During the last thirty years researchers have attempted to systematically review the effectiveness of numerous suicide prevention programs (Crawford, Thomas, Khan, and Kulinskaia, 2007; Fawcett, 2014; Gunnel & Frankel, 1994; Ward-Ciesielski and Linehan, 2014). In the judgment of these researchers, the suicide prevention studies evidenced serious methodological limitations, nevertheless, some meaningful progress has been made in identifying some evidence-based practices.

First, researchers have considered whether the standard of care model should either a) treat suicidal behaviour as a symptom of a mental disorder (the traditional approach), or b) treat suicidal behaviour as the core disordered behaviour in and of itself, recognizing that suicide may result from any number of environmental and individual factors that may, or may not include mental disorder.
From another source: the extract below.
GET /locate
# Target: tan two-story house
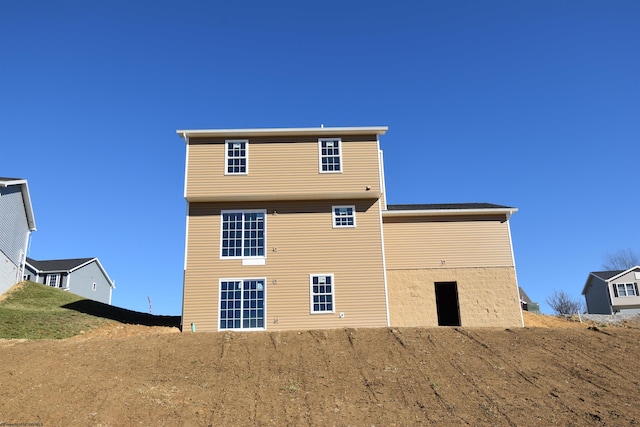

Ward-Ciesielski and Linehan (2014) have stated that the standard of care model should favour the latter hypothesis.

Second, there is recent evidence that pharmacological therapies may be effective to some extent. Meta-analytic studies using antidepressants over 8 to 12 weeks were effective in reducing suicide ideation but, unfortunately, did not reduce actual suicide rates (Sher et al., 2012; Khan et al., 2003). When compliance with medication (antidepressants, lithium, and antipsychotic) is enhanced, however, there is evidence that suicide rates will decrease (Cipriani, 2013; Leon et al., 2011). Third, there is evidence that psychological-based interventions – cognitive therapy and DBT in particular – may reduce suicide behaviour but the evidence is less clear for reductions in actual suicide rates (Fawcett, 2014).

Contracting safety. Busch et al. (2003) reported that 28% of the suicide victims had contracted for their safety, thus, as others have noted (see Rudd, 2014), there is mixed evidence that contracting safety in and of itself is an effective intervention strategy. As Jamison opined, if “suicidal patients were able or willing to articulate the severity of their suicidal thoughts and plans, little risk would exist” (Jamison 1999, p. 150).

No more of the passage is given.